From the physical point of view, it is possible to obtain a similar behaviour of the waste valve, characterized by a reduction in the period of progressive closure, by modifying the geometric characteristics of the valve itself. In particular, its frequency is increased, and therefore the number of beats per minute of the valve is increased, decreasing the weight of the piston or increasing the ratio between the diameter of the piston and the diameter of the pump body.

5. Conclusions

In this work, the hydraulic behaviour of a hydraulic ram pump was tested with laboratory experiments and simulations by means of CFD; specifically, the behaviour of the waste valve of the hydram was investigated, whose geometric configuration and operating modes significantly influence the efficiency of the hydram itself.

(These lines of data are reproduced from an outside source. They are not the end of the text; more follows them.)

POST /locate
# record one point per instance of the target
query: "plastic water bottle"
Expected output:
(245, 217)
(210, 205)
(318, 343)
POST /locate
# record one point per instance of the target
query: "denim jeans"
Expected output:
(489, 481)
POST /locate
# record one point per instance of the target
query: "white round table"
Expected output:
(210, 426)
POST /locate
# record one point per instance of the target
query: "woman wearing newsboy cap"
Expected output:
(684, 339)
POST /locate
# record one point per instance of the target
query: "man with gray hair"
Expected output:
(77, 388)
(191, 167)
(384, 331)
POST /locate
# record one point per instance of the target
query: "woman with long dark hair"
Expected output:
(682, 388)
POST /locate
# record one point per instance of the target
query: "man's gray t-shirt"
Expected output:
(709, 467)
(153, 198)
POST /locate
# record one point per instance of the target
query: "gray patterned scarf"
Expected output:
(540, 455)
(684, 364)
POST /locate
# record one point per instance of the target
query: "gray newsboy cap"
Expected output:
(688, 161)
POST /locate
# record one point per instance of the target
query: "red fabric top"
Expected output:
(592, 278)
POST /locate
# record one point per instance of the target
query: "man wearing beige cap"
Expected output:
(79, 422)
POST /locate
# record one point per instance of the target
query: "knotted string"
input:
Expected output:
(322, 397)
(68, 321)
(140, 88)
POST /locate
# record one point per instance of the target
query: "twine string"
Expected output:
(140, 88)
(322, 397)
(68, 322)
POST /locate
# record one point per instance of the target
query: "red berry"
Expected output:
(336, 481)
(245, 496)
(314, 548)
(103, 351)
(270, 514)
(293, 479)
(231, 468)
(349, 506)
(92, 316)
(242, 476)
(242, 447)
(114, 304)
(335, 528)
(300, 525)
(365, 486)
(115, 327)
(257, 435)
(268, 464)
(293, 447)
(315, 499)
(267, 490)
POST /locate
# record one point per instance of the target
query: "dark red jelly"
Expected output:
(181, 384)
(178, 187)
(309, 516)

The results show that an increase in the weight of the waste valve, and in particular of the piston inside it, or a reduction in the ratio between the diameter of the piston and the one of the pump body, implies, under the same boundary conditions, an increase in the acceleration phase of the cycle, the phase during which the water escaping to the outside reaches the critical speed that determines the snap closure of the valve and therefore, consequently, the development of a higher peak pressure inside the system. However, once the critical “maximum” weight of the waste valve has been exceeded, the water, while accelerating progressively, fails to reach the speed necessary to produce a click of the valve, and the automatic operation of the pump stops.

On the other hand, a reduction in the weight of the waste valve, or an increase in the ratio between the diameter of the piston and the diameter of the pump body, involves an increase in the number of beats per minute and a decrease in the volume of water expelled to refusal and therefore a decrease in the acceleration phase of the cycle. At the same time, however, this involves a minor increase in the peak pressure upon closing the waste valve, with the consequent reduction in the water transmitted to the delivery level.

Once the critical minimum value of the drain valve is exceeded, the automatic operation of the valve stops.

The numerical model created turns out to be a valid tool in the design phase of the system, allowing for a reduction in the number of prototypes necessary to identify the ideal configuration of the waste valve, which, under the same boundary conditions, ensures the best performance.